KONTAN.CO.ID - JAKARTA. Dana kelolaan atawa
Assets Under Management (AUM) industri reksadana turun lagi di bulan Juli 2022. Merujuk data Otoritas Jasa Keuangan (OJK), AUM bulan Juli tercatat hanya Rp 543,49 triliun. Jumlah itu turun Rp 5,09 triliun dibanding dana kelolaan di bulan Juni 2022 yang mencapai Rp 548,58 triliun.

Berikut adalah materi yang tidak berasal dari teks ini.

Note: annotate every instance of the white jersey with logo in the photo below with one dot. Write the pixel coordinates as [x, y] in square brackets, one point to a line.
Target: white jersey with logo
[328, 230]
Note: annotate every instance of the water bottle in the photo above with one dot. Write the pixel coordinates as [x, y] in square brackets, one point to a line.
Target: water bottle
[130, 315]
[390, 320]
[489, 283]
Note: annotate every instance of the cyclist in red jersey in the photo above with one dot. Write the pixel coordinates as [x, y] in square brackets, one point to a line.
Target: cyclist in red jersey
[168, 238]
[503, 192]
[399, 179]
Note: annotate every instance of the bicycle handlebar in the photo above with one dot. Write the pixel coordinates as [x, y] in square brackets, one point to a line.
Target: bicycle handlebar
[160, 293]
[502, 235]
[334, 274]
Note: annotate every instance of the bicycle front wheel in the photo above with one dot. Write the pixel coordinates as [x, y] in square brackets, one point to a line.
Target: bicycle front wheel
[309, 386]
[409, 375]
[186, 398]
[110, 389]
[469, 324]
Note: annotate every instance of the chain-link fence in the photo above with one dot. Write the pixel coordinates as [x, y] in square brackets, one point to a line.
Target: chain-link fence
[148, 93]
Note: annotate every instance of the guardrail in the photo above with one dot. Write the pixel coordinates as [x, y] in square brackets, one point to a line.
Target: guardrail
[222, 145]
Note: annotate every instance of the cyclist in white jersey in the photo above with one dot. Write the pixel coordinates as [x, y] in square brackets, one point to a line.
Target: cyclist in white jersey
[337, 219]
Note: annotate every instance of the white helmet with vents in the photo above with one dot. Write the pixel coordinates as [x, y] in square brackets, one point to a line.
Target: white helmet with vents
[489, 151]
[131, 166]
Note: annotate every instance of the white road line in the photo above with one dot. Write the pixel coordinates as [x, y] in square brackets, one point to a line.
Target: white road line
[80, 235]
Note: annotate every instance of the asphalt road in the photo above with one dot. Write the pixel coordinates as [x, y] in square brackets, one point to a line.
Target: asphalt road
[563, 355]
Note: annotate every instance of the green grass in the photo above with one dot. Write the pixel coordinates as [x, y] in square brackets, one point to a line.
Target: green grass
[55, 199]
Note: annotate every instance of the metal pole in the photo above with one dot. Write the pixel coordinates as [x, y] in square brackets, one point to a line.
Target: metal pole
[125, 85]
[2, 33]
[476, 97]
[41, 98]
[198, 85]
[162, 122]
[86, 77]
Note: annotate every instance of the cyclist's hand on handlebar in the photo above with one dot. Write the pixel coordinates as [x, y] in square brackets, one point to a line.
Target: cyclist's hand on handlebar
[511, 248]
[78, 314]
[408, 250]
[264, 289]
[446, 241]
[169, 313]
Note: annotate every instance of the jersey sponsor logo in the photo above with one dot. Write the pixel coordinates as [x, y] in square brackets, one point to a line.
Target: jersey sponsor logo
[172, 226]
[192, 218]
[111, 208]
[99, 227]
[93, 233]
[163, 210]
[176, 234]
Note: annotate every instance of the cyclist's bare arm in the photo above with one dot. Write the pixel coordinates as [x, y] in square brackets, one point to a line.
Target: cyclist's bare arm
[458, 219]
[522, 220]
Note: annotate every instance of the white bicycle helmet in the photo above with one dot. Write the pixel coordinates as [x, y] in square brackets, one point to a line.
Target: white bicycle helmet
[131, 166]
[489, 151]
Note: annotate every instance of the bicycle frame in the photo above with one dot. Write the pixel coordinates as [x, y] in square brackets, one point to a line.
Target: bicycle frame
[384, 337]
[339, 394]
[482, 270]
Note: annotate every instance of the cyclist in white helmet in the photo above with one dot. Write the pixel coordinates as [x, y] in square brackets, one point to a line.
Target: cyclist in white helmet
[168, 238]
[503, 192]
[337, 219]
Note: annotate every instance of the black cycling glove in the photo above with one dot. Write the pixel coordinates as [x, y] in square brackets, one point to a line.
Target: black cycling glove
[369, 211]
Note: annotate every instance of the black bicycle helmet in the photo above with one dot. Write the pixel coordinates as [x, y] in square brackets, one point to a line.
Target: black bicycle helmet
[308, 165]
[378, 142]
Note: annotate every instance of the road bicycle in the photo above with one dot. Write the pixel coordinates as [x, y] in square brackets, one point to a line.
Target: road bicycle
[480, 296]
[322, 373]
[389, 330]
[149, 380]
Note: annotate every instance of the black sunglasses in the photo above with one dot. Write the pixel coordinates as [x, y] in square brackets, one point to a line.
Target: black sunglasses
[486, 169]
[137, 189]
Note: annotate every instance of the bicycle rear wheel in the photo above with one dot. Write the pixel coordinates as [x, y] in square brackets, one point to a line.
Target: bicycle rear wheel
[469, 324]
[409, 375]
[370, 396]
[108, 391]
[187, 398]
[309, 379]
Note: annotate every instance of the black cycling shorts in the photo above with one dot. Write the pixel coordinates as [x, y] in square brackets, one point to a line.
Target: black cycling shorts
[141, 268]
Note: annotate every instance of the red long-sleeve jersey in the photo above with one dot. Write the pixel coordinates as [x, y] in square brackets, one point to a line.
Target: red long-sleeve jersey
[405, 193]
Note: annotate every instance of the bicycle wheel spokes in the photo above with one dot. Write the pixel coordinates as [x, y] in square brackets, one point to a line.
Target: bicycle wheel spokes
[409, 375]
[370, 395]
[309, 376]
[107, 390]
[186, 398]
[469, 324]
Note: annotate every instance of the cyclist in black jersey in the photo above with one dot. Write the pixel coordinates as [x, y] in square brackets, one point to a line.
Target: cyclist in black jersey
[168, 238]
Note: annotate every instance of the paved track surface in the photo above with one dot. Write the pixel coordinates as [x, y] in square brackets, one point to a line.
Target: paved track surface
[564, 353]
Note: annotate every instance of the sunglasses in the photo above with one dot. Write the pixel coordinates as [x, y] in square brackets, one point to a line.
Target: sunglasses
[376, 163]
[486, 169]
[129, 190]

Walau secara total turun, mayoritas jenis reksadana berhasil mencatatkan pertumbuhan dana kelolaan secara bulanan. (lihat tabel)
Reksadana | Juni | Juli | MoM |
Terproteksi | 109.71 | 106.83 | -2.63% |
Saham | 125.03 | 116.7 | -6.66% |
ETF | 13.58 | 13.86 | 2.06% |
Pendapatan Tetap | 144.59 | 148.43 | 2.66% |
Global | 16.8 | 16.97 | 1.01% |
Indeks | 11 | 10.97 | -0.27% |
Campuran | 24.58 | 24.87 | 1.18% |
Pasar Uang | 99.55 | 100.97 | 1.43% |
Sukuk | 3.64 | 3.89 | 6.87% |
Total | 548.48 | 543.49 | -0.91% |
Sumber: OJK Vice President Infovesta Utama Wawan Hendrayana mengungkapkan, terdapat dua faktor utama yang mendorong turunnya dana kelolaan industri reksadana.
Pertama, jumlah unit penyertaan yang mengalami penurunan dari 406,28 miliar unit jadi 402,16 miliar unit.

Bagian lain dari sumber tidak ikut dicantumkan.